I fixed the wifi by using the Windows driver for the Atheros AR242x with ndiswrapper as described here. (Although the page says Jaunty doesn’t have this problem, it did.)
The video effects were fixed by following this thread from UbuntuForums.
Looks like the year of Linux on the desktop/laptop is still a few years off.
8 June 2009 4:41 pm


June 9th, 2009 at 5:21 pm
[...] be. I installed Ubuntu 9.04 (”Jaunty”) on a Sony Vaio today, only to find that…. More here WiFi — on an Atheros AR242x controller — was working, but very slowly. I got no more than [...]
June 10th, 2009 at 9:23 am
Which VAIO are you using? I am using Ubuntu 9.04 on my VGN-SZ430N and almost everything works out-of-the-box.
The only unfunctional components are fingerprint sensor and brightness control.
June 10th, 2009 at 9:52 am
A VGN-NR32M/S. I don’t think I’ve gotten the brightness control to work either — but I can blame Sony for that, I guess. But shipping Jaunty with broken wireless *and* display drivers … not cool.
June 19th, 2009 at 4:45 pm
“Looks like the year of Linux on the desktop/laptop is still a few years off”

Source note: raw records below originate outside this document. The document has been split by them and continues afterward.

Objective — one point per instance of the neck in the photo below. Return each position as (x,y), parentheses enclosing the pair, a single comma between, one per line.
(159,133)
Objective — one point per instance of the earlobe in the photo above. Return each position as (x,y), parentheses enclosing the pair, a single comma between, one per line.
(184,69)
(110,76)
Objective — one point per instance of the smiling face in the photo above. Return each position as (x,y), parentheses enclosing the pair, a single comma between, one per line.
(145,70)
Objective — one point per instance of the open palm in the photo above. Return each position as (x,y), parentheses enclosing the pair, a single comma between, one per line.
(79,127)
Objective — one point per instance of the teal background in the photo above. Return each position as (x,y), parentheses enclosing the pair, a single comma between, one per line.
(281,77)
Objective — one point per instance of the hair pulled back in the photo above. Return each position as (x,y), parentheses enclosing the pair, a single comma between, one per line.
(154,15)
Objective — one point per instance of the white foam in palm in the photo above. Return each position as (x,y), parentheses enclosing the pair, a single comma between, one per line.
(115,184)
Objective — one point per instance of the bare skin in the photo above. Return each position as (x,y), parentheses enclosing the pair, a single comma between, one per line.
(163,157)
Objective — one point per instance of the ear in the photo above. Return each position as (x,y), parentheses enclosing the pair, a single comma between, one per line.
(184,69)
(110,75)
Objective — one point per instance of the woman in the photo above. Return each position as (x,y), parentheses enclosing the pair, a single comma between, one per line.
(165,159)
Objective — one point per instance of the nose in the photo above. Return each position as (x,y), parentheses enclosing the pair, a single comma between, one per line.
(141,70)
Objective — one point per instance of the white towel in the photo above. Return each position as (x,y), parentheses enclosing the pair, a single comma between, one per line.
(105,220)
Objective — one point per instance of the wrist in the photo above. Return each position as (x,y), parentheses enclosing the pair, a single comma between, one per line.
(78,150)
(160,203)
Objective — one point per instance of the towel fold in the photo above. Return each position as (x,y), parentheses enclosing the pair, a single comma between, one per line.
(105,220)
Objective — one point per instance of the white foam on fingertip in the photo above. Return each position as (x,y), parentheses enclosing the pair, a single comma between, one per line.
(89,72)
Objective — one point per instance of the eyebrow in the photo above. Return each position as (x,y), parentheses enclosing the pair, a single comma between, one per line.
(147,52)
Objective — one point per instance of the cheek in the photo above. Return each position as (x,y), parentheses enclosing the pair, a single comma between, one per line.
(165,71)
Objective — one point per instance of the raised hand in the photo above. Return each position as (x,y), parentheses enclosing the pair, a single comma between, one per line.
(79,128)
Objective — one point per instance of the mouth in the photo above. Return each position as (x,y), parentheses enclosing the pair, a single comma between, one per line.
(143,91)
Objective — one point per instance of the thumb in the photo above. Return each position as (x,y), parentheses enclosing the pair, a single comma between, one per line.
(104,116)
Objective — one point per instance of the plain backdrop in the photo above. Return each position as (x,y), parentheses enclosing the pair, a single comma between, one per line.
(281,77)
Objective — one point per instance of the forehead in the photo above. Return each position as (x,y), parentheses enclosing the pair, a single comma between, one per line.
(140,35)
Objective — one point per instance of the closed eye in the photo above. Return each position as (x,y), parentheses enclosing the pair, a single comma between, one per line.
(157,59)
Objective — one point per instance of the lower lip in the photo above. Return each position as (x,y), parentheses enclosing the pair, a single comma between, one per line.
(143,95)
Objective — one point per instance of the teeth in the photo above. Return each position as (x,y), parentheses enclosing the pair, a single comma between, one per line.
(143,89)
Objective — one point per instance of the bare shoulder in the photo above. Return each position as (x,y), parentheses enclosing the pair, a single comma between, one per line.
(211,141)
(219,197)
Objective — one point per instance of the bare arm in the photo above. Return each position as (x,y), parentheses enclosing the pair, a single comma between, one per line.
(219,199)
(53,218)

That looks like such an ignorant comment. Try installing Windows on a machine it’s not built for, without the drivers, without co-operation from hardware manufacturers. You’ve been so brainwashed by the Microsoft Kool Aid you can’t think straight.
June 20th, 2009 at 10:01 am
Stop hiding behind the “oh hardware manufacturers don’t cooperate” line.

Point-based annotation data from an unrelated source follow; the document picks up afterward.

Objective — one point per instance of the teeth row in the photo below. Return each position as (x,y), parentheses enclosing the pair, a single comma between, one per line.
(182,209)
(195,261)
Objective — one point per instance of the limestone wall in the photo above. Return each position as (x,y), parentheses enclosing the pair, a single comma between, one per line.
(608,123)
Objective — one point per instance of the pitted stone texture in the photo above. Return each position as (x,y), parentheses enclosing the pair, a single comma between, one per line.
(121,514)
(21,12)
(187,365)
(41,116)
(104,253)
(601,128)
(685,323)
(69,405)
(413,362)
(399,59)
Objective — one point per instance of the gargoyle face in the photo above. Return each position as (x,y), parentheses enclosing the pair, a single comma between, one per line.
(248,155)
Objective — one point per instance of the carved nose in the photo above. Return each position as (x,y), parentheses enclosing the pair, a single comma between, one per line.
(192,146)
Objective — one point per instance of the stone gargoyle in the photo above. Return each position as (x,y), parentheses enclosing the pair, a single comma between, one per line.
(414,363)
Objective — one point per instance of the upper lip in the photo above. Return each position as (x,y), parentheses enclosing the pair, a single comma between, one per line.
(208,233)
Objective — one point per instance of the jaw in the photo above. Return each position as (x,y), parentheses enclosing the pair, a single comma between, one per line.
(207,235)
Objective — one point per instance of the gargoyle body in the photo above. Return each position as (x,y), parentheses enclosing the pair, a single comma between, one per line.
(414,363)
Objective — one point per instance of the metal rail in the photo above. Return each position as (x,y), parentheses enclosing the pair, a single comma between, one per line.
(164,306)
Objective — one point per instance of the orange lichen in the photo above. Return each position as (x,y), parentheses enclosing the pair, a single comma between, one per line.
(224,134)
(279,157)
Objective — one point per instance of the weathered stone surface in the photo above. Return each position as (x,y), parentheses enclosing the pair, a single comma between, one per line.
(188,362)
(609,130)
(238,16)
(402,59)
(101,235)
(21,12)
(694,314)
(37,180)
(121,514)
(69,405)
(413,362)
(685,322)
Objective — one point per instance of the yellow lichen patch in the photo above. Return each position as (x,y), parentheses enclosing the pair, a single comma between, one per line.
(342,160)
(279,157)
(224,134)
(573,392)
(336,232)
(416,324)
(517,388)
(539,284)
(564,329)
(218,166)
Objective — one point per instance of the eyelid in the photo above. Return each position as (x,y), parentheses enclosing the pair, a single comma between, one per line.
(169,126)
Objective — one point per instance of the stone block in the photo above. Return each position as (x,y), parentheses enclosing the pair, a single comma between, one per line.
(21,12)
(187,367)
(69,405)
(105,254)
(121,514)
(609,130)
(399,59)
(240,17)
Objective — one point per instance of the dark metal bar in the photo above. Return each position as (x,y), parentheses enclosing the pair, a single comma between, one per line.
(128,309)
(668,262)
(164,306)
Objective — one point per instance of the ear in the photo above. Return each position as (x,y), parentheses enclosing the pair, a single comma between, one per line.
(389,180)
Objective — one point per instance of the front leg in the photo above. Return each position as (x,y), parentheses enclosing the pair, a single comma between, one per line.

The Atheros drivers are open source. So are the Intel display drivers. In the case of the display drivers, they even worked in Ubuntu 8.10. Canonical basically said, right, let’s ship even though we have a nasty regression that affects one of the most common display cards out there. You don’t see too many responsible software vendors do that.